Plus, as a bonus in my position as a Chronicler, I have the opportunity to sound a tad high-falutin’ when, at some WVPE event such as the upcoming Meet Me in the Gallery at the South Bend Museum of Art, as I introduce people I’m with to him, I get to casually throw in the phrase, “my producer, Lee.” Such fun!
During what is now termed the “membership campaign,” but as an old-timer I still think of as “pledge-drive,” I was answering the telephone and took a call from a man in California. In the “comments” section of our brief talk, this stranger from the west coast said that he listened to Jazz by the Border on his computer every week because Lee Burdorf was one of the most knowledgeable people in the country about the jazz scene, both past and present. And, lest we think that that guy was some friend of Lee’s, the classic “plant in the audience,” I’ve heard this respect for Lee’s knowledge of jazz echoed in the opinions of both musicians and jazz aficionados in this area too.
But it’s not just jazz that he knows.
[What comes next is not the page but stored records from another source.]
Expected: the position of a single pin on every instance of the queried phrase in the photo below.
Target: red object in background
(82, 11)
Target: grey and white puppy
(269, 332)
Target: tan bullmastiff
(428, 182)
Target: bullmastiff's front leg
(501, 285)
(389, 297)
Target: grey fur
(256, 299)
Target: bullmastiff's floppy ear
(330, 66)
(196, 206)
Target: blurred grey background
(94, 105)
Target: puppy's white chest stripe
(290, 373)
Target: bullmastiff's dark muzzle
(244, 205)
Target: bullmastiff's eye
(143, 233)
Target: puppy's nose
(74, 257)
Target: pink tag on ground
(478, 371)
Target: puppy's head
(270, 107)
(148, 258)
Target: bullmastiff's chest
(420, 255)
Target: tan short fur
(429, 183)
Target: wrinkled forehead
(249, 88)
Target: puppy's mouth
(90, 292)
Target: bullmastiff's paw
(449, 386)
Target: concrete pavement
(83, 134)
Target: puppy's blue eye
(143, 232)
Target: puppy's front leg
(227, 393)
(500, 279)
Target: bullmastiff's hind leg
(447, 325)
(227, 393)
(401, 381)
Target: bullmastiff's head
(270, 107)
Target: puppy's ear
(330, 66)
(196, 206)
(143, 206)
He has an encyclopedic knowledge of most all music. You know those music spots at the end of each week’s Michiana Chronicle? They’re almost all selected by Lee, and they’re almost always spot on. Away-from-Michiana people to whom I send the Chronicles frequently comment on how the perfect the music is and how that musical selection really illustrates and enhances the verbiage.
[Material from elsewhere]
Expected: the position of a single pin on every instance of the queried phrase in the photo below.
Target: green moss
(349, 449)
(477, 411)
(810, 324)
Talk about the classic good news/bad news story! That’s Lee’s retirement. People deserve to get to retire if they want to. I got to retire and have had some really good years that have been so fun and full that I’ve wondered how I ever had time to be employed. Lee should have this opportunity too, but . . .
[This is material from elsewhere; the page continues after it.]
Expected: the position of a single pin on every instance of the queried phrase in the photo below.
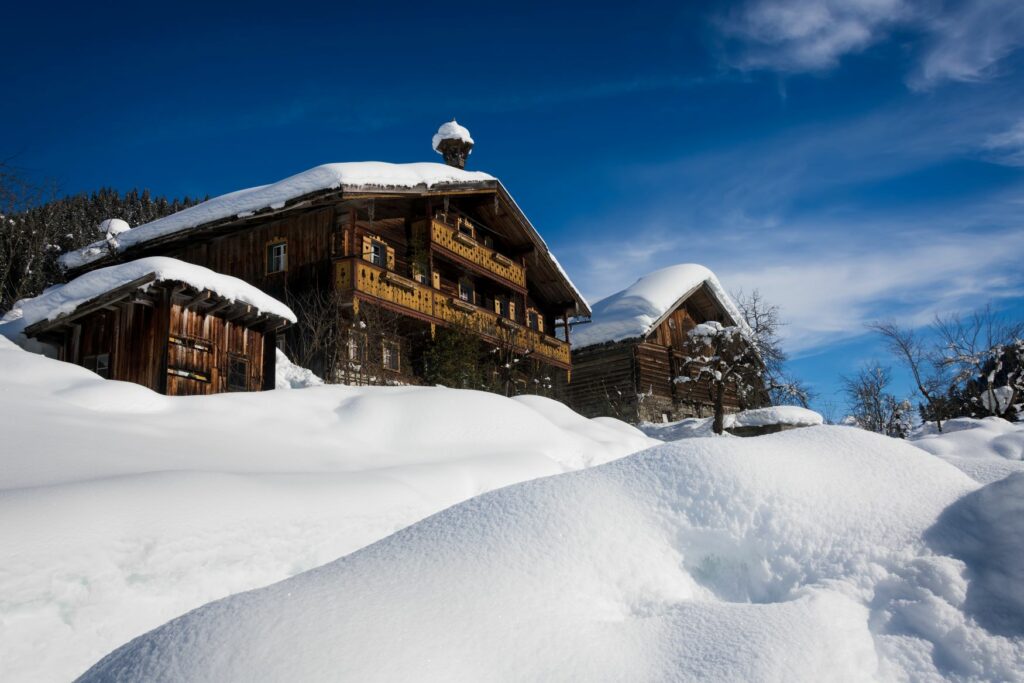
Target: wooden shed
(176, 328)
In my family there is a joke that “When Jeanette says good-by, sit down, it will be at least 20 minutes before we actually leave.” I do have a hard time saying “good-by.” But, if I take 20 minutes here, Mr. Burdorf will cut me off. So, unfamiliar as I am with brevity, I’ll say, “Godspeed, Lee,” then quote Bob Hope:
“Thanks for the memory.
Awfully glad I met you,
Cheerio and toodle-oo
Thank you so much.”
For Michiana Chronicles, with my producer, Lee Burdorf, this is Jeanette Saddler Taylor.